A PAP device or ventilator used with such a tracheostomy tube can assist a patient by providing him with pressurised air or other breathable gas via the tube when the patient inhales, and by allowing exhaled air to be evacuated via the tube when the patient exhales.
One known ventilator suitable for tracheostomy patients is the Elisée, manufactured by ResMed.
Speech Difficulty
While connected to a valved ventilator, e.g. under uncuffed tracheostomy, the patient may attempt to speak. The normal operation of the ventilator will impair the quality of that speech by allowing the exhaled air to pass through the tracheostomy tube instead of through the upper airway, where the vocal cords are located.
Air being exhaled via a tracheostomy tube can impair speech from a patient under ventilation as the exhaled air is diverted from flowing through the patient's upper airway and along his vocal cords. To enable speech, a pressure below the vocal cords (between the lung and the vocal cords) above a minimum value of approximately 3 hPa is normally required. This is typically done in a non-tracheostomised person by contracting the vocal cords while there is air inside the lungs (after an inhalation). The pressure will then be the result of the normal exhalation of air through the vocal cords and then the mouth. On a tracheostomised patient, however, most of the exhaled air is not routed through the upper airway as the tracheostomy tube is located below the vocal cords, and it is easier for the air to pass through the exhalation valve of the breathing assistance system than through the upper airway.
According to an existing solution, the usual value of PEEP (Positive End-Expiratory Pressure) is increased by the PAP device so that the majority of exhaled air is redirected along the upper airway. According to another solution, a non-return valve, such as a Passy-Muir valve, is positioned along the conduit so that the only possible route for the exhaled air is via the upper airway.
French patent application no. FR 2945217 relates to a breathing assistance device for a tracheostomy patient that is said to facilitate breathing and speech of the patient. The assembly has an expiration circuit with an outlet opening for passage of the air exhaled by the patient, and a valve for opening/closing the outlet opening. When the patient inhales, the valve closes the outlet opening and when the patient exhales the valve opens the outlet opening. The device is also provided with means for positive control to be actuated by the patient for selectively moving the valve into the closed position when the patient exhales, so that the exhalation is via the upper airway, i.e., when he wishes to speak, or to a state where exhalation is done via the tracheostomy tube, i.e., when he does not wish to speak.
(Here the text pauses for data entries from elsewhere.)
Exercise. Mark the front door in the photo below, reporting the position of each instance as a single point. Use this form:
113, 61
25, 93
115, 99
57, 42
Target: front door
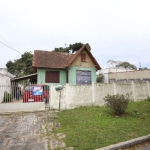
83, 77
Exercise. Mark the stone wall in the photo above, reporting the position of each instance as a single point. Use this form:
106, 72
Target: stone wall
129, 76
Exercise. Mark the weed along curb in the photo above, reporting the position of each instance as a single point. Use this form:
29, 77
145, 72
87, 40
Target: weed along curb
127, 144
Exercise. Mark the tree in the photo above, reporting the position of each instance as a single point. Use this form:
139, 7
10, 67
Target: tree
22, 66
71, 48
100, 78
126, 65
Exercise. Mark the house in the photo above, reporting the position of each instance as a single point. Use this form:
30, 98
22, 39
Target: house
62, 68
5, 84
120, 75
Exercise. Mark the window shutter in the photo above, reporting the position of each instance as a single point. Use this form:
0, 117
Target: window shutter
52, 77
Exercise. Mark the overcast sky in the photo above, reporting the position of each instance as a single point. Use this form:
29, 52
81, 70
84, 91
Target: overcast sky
115, 29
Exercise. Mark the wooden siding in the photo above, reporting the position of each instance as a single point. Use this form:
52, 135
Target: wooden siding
88, 63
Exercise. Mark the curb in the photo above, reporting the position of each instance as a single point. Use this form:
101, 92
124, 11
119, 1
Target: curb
127, 144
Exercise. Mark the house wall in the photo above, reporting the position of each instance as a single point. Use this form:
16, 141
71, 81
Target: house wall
42, 73
76, 96
88, 65
72, 74
5, 83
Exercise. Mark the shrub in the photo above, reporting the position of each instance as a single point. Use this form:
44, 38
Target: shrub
118, 103
100, 78
7, 97
148, 98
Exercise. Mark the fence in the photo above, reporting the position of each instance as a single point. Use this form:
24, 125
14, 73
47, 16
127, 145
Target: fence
72, 95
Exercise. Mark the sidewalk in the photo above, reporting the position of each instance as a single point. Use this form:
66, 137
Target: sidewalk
29, 131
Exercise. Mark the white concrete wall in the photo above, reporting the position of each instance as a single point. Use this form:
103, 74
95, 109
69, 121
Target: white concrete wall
75, 96
16, 107
5, 84
106, 72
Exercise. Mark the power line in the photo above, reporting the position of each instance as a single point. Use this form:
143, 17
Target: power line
10, 47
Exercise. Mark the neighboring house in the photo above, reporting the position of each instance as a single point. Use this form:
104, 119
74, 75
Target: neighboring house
62, 68
5, 84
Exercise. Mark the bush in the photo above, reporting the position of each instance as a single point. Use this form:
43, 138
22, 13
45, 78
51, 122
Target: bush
148, 98
7, 97
118, 103
100, 78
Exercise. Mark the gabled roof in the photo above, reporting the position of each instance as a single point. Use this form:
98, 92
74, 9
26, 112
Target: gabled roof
48, 59
84, 47
58, 60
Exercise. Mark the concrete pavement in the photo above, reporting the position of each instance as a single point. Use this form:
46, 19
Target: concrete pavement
34, 131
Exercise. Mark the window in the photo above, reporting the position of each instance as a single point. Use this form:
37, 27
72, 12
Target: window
83, 57
52, 77
83, 77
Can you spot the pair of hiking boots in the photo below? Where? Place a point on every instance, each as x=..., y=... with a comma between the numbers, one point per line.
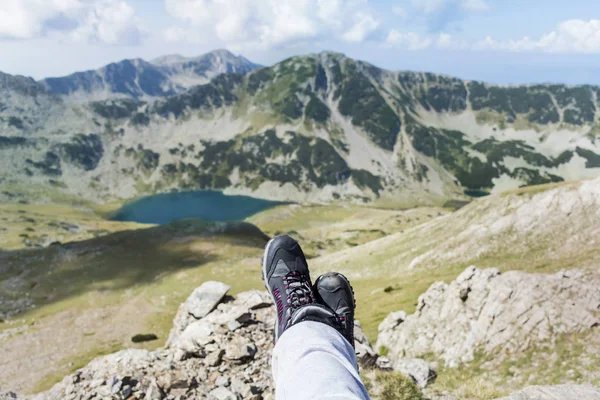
x=287, y=278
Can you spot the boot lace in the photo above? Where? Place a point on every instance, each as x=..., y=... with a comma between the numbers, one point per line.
x=298, y=291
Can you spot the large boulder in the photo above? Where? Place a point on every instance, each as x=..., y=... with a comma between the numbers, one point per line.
x=493, y=312
x=208, y=358
x=416, y=369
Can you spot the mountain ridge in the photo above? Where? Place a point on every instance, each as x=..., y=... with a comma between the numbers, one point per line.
x=140, y=79
x=357, y=133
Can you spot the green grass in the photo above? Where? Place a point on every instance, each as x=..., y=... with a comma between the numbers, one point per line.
x=387, y=385
x=72, y=364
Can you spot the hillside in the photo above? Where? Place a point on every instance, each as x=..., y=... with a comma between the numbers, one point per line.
x=319, y=128
x=392, y=258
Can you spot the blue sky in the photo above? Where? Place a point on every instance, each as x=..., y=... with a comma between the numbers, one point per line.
x=507, y=41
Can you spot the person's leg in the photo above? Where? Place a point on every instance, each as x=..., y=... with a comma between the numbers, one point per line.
x=313, y=361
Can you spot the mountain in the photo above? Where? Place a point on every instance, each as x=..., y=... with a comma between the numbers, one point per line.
x=139, y=79
x=316, y=128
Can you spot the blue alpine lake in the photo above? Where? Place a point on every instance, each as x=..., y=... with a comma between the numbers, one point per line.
x=206, y=205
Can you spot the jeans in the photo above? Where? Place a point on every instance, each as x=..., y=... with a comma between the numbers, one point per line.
x=312, y=360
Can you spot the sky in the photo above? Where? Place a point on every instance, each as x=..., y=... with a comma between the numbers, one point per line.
x=499, y=41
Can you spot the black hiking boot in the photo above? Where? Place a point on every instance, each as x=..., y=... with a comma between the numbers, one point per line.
x=334, y=290
x=286, y=276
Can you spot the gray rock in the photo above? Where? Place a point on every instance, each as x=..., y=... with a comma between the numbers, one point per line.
x=493, y=312
x=240, y=387
x=240, y=349
x=222, y=381
x=199, y=304
x=558, y=392
x=195, y=337
x=214, y=358
x=365, y=354
x=205, y=298
x=416, y=369
x=154, y=392
x=255, y=299
x=222, y=393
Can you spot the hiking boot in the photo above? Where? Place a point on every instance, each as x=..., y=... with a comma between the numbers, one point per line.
x=334, y=290
x=286, y=276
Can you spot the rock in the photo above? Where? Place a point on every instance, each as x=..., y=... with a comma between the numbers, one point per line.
x=558, y=392
x=241, y=388
x=383, y=363
x=154, y=392
x=493, y=312
x=197, y=335
x=255, y=299
x=365, y=354
x=392, y=321
x=199, y=304
x=222, y=393
x=240, y=349
x=214, y=358
x=205, y=298
x=222, y=381
x=418, y=370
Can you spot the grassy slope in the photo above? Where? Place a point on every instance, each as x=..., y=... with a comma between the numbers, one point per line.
x=539, y=229
x=137, y=278
x=47, y=223
x=163, y=265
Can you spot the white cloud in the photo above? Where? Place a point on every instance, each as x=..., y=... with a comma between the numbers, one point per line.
x=364, y=26
x=399, y=11
x=271, y=23
x=98, y=21
x=25, y=19
x=572, y=36
x=111, y=22
x=474, y=5
x=434, y=6
x=409, y=40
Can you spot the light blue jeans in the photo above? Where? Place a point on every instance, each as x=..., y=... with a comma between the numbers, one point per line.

Most of the known solutions are permanent, i.e. they are kept constant throughout the therapy. Although allowing the patient to speak, they run counter to the whole purpose of tracheostomy. Only the device according to FR 2945217 is not permanent in that it provides a patient button to be activated by the patient. This activation thus requests a conscious act from the patient and also an ability to do so. This is problematic since the patient category that would benefit from such a feature (such as neuromuscular patients) often has a very limited ability to do so.